The Tree Clock Data Structure

12 Oct 2022 - Umang Mathur, Assistant Professor, School of Computing

The Tree Clock Data Structure

Abstract

Many applications in distributed and concurrent computing crucially rely on logical timestamping. This involves assigning timestamps to different events in the execution of a system so that the ordering induced on the assigned timestamps is isomorphic to the underlying causal ordering on events in the execution. In other words, the timestamps of two events can be used to infer the causal ordering between them. The most popular data structure used in timestamping (i.e., assigning timestamps to all events) is the vector clock data structure, which stores an integer for each node/thread in a flat array. The two basic updates on vector clocks, namely join and copy, perform exactly k integer operations, where k is the number of threads/processes. In applications where timestamps need to be computed at every event, such vector clock updates can be a computational bottleneck, especially when k is large.

In this talk, I will describe tree clocks, a new data structure that replaces vector clocks for computing causal orderings in program executions. Joining and copying tree clocks takes time that is roughly proportional to the number of entries being modified, and hence the two operations do not suffer the a-priori Θ(k) cost per application. I will then discuss an optimality result in the context of an application of my interest, namely data race detection. In shared memory multi-threaded programs synchronising over locks, the happens-before (HB) partial order on events in an execution is a classic partial order used to infer the presence of data races dynamically. For computing the HB partial order, tree clocks are optimal, in the sense that no other data structure can lead to smaller asymptotic running time. Finally, for the practically inclined, I will present empirical evidence that this data structure can significantly speed up applications such as data race detection, and for the theoretically inclined, I will discuss some future extensions and applications.

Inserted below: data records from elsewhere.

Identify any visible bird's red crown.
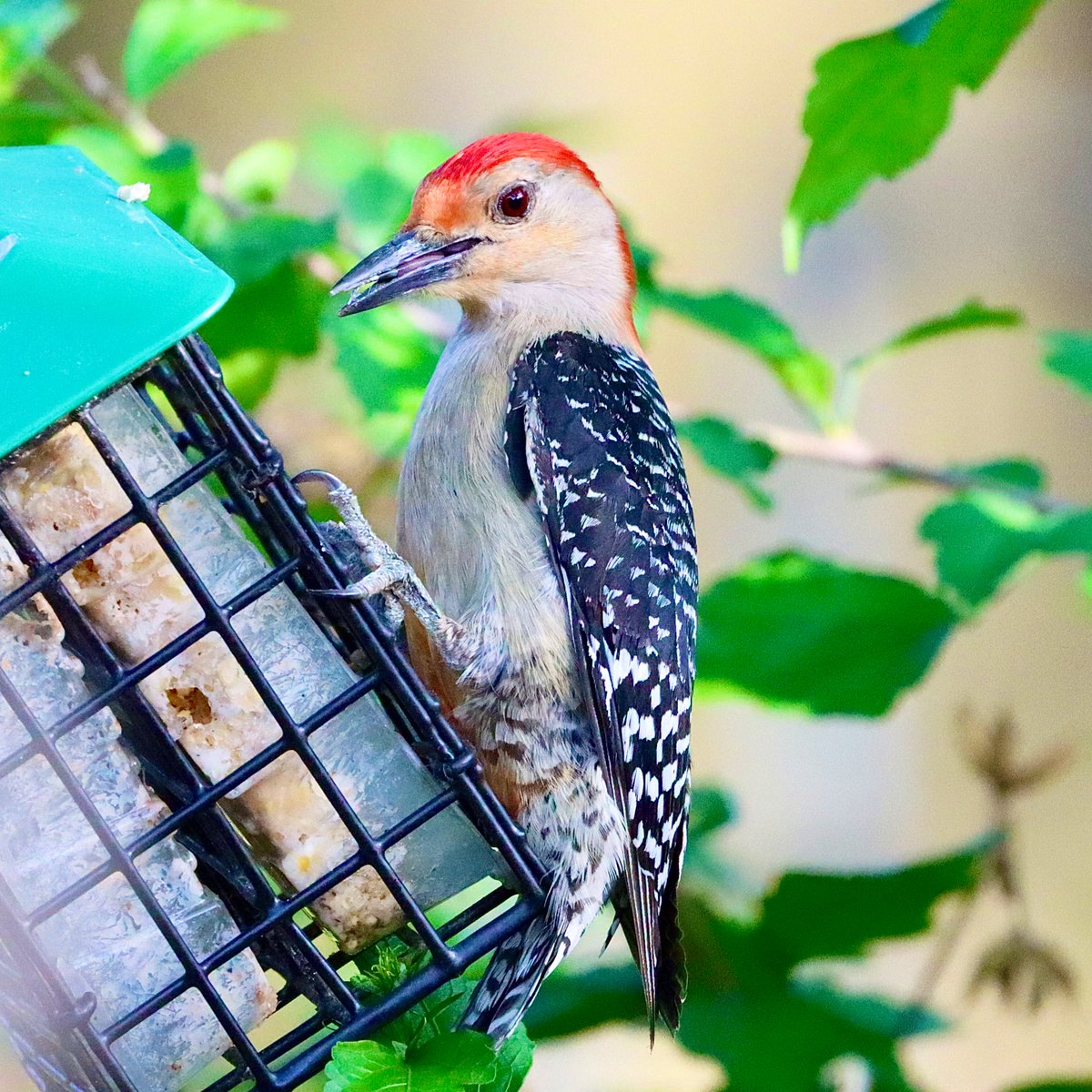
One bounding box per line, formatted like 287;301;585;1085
424;133;600;187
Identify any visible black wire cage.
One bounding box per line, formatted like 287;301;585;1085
0;149;541;1092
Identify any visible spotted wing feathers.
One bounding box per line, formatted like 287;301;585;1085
506;333;697;1026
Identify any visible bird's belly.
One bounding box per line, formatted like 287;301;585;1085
399;426;574;712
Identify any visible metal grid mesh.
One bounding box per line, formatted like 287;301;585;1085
0;338;541;1092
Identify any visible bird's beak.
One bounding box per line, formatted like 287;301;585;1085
329;231;481;315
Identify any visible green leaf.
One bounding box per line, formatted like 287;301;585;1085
918;491;1092;610
477;1025;535;1092
0;99;71;147
790;978;951;1038
651;288;835;416
783;0;1043;269
327;1031;498;1092
948;459;1046;492
206;212;338;286
864;299;1023;360
202;262;329;359
678;896;926;1092
53;126;147;186
1042;329;1092;404
698;552;957;716
140;141;201;230
758;839;995;968
121;0;284;103
383;129;457;191
525;962;644;1043
0;0;76;104
220;349;280;413
327;298;440;455
677;417;776;509
1011;1077;1092;1092
223;140;297;204
300;116;382;193
689;785;737;842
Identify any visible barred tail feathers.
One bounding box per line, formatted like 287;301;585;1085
462;915;568;1043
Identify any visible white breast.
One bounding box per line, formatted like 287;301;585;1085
398;322;572;683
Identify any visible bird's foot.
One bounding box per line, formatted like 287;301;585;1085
293;470;474;672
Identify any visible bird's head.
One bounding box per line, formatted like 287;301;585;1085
333;133;635;342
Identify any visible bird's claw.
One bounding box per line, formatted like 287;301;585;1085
293;470;420;629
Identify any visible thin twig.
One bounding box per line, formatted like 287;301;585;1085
895;886;978;1038
76;54;170;155
746;424;1076;514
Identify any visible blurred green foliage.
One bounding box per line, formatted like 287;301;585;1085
783;0;1043;269
0;0;1092;1092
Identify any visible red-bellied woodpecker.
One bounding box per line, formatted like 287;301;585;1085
312;133;697;1039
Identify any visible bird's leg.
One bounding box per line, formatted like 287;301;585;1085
293;470;479;672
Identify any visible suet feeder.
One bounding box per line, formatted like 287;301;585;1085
0;147;541;1092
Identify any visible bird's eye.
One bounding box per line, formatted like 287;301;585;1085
497;182;531;219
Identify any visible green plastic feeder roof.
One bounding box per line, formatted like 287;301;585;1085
0;147;234;457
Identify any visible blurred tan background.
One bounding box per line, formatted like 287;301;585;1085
10;0;1092;1092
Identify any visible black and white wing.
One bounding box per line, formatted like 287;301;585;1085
507;333;698;1027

This is joint work with Andreas Pavlogiannis and Hunkar Can Tunc from Aarhus University, and Mahesh Viswanathan from University of Illinois at Urbana Champaign, and won a best paper award at ASPLOS’22.

Biodata

Umang Mathur is an Assistant Professor at the National University of Singapore; he received his PhD from the University of Illinois at Urbana Champaign and was an NTT Research Fellow at the Simons Institute for the Theory of Computing at Berkeley. His research broadly centres on developing techniques inspired from formal methods and logic for answering design, analysis and implementation questions in programming languages, software engineering and systems. He was a recipient of a Google PhD Fellowship, an ACM SIGSOFT Distinguished Paper Award at ESEC/FSE’18. Best Paper Award at ASPLOS’22 and was invited as a Young Researcher at the 8th Heidelberg Laureate Forum.

Umang is nervous about this talk, especially given the previous excellent colloquium by Seth Gilbert that has implicitly set very high expectations.